DIPimage 2.4 released

I’m pleased to announce that a new version of DIPimage has been released. There’s some performance improvements, some bug fixes, and some new functions. The measure function has some new features also, that use the convex hull of the objects. The Feret measure is computed differently now, also using the convex hull. This makes this computation more accurate and also somewhat faster.

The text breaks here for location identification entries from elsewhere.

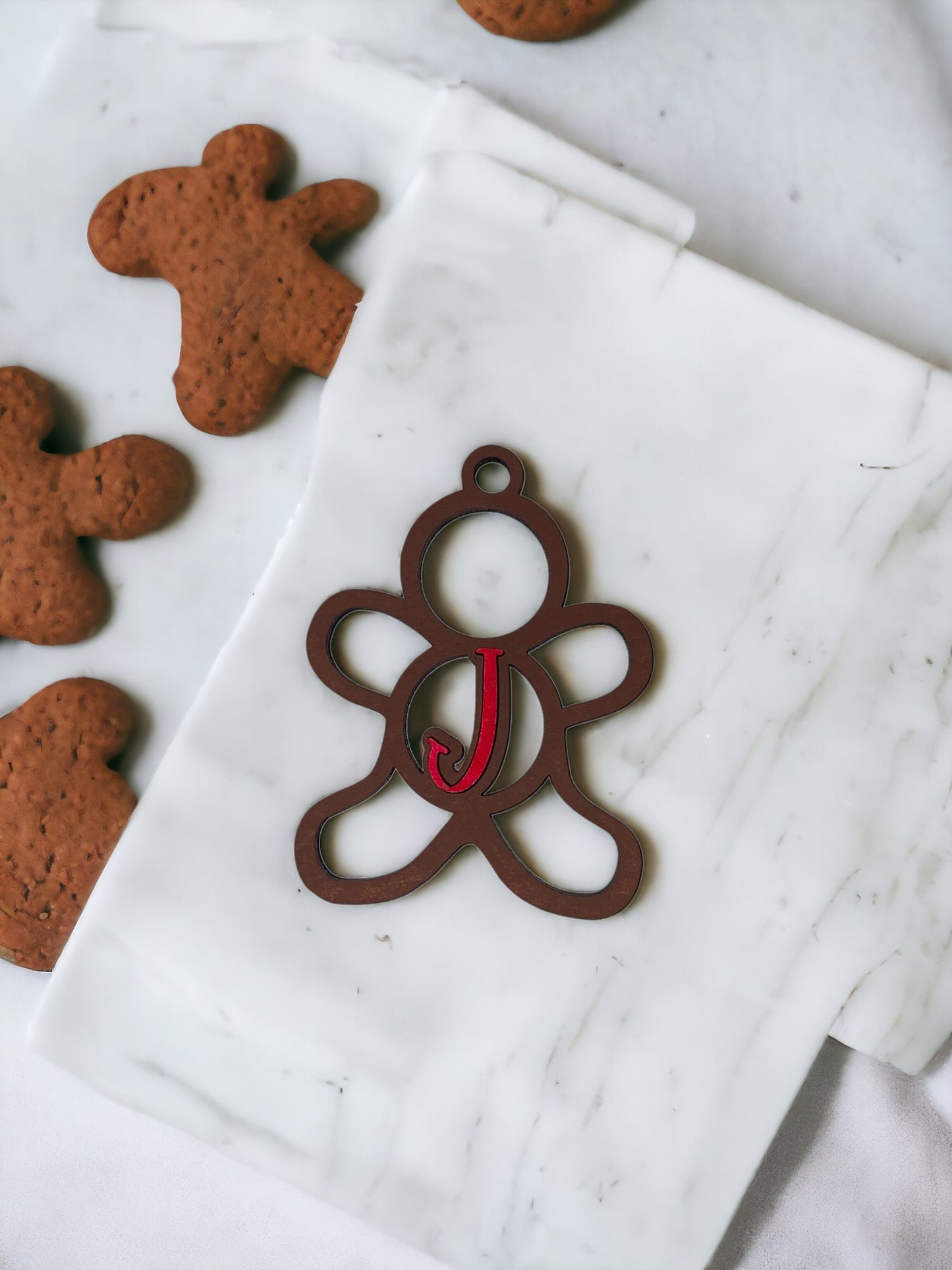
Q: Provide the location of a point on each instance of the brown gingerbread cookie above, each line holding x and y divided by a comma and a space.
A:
537, 19
257, 299
61, 812
117, 490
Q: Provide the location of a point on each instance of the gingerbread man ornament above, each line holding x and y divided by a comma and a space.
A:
121, 489
257, 299
465, 782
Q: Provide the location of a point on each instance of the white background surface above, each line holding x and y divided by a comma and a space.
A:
814, 141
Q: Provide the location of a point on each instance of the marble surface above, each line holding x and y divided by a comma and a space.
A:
814, 142
770, 490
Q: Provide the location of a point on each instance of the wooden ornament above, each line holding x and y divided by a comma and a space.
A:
449, 775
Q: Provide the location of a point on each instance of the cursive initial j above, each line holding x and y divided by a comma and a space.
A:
486, 732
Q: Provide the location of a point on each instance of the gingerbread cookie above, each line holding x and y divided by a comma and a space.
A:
61, 812
257, 299
117, 490
537, 19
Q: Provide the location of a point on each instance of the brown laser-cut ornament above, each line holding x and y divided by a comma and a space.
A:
462, 782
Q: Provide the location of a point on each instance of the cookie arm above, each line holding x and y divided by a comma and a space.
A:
53, 601
122, 230
123, 488
329, 210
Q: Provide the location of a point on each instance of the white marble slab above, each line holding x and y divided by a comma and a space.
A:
109, 345
770, 490
83, 1183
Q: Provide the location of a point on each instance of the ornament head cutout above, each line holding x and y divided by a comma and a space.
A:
465, 782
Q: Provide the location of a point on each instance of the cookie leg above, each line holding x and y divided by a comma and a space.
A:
225, 378
312, 330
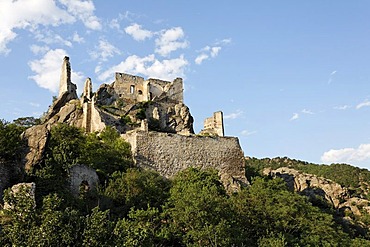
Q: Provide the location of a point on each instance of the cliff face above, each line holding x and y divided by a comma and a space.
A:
313, 186
121, 106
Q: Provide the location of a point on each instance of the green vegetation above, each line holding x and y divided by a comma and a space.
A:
134, 207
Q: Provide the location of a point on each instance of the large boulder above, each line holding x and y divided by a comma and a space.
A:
310, 185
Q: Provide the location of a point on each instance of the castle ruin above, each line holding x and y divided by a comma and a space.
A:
152, 117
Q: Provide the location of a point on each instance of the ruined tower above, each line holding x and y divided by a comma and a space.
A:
66, 84
214, 125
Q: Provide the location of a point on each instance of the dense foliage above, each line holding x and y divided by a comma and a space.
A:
134, 207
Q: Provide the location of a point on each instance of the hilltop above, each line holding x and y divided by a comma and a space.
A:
123, 167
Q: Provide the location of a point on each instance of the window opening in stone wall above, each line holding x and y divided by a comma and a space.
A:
83, 188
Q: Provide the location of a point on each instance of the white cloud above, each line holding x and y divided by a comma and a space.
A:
48, 70
342, 107
170, 40
210, 51
25, 14
294, 117
138, 33
200, 58
49, 37
331, 77
363, 104
29, 15
83, 10
347, 155
37, 50
234, 115
104, 51
148, 66
77, 38
305, 111
248, 133
34, 104
114, 24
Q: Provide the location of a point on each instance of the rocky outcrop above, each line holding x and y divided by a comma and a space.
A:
310, 185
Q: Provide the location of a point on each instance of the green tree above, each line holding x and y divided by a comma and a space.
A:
98, 229
11, 142
198, 209
136, 188
141, 228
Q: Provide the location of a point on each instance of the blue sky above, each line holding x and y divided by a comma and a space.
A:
292, 77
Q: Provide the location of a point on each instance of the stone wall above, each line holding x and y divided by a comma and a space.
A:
170, 153
214, 125
81, 175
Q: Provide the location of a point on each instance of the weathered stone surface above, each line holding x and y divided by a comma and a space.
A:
36, 138
26, 189
170, 153
310, 185
106, 95
66, 85
81, 175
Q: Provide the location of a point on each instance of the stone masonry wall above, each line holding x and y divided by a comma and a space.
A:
170, 153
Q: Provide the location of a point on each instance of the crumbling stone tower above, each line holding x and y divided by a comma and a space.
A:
66, 84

But most importantly, we have rewritten a lot of the code that does binary arithmetic and logic operators. Binary here means these operators take two inputs. +, -, *, &, > and == are examples of binary operators. All of these used to be computed using MATLAB code, which required some nifty tricks. For example, computations between images of different type (i.e. an 8-bit integer image added to an 16-bit integer image) used to require data conversion because MATLAB cannot perform such a computation. All of these binary operators are now computed by DIPlib instead. This makes some cases much more efficient. We parallelized the arithmetic and logic code in DIPlib for further speed improvements.

One added benefit of the new implementation is that these operators now all have built-in singleton dimension expansion. What this means is that, if one image has a dimension with size one (a singleton dimension), and the corresponding dimension in the other image has a larger size, the first image is automatically replicated to match the size of the first. For example, assume we have these two images:

a = readim('chromo3d');
t = mean(a,[],[1,2]);

The image a, one of the standard images that come with DIPimage, has a size of 160x140x16 pixels. The image t has a size of 1x1x16 pixels. This image contains the average intensity in each 2D plane of image a. If we now want to divide each 2D plane by its average, we want to do a/t, except that the two images have different sizes! One way around this is to replicate the smaller image using repmat:

a = a / repmat(t,imsize(a,1),imsize(a,2),1);

This requires lots of memory, because a large array is created by repmat. Another option is to do the operation on each 2D slice using a for loop:

for ii=0:imsize(a,3)-1
    a(:,:,ii) = a(:,:,ii)/t(ii);
end

This method is slower, because a slice has to be extracted and inserted into the image a. MATLAB has a relatively new function, bsxfun (binary singleton expansion function), which can efficiently calculate our operation (see for example this post by Loren). Of course, it doesn’t work with dip_image objects, and also requires that the two inputs are of the same data type, so we convert the images to single-precision floating-point arrays:

a = bsxfun(@rdivide,single(a),single(t));
a = dip_image(a);

This looses a lot of the efficiency because the large image must be converted to single. Luckily, DIPlib has had binary singleton expansion included in its operators since its inception. Now these operators are used by DIPimage, so we can simply type:

a = a / t;

and obtain the same result we have been after!

For a full log of changes see the DIPlib website.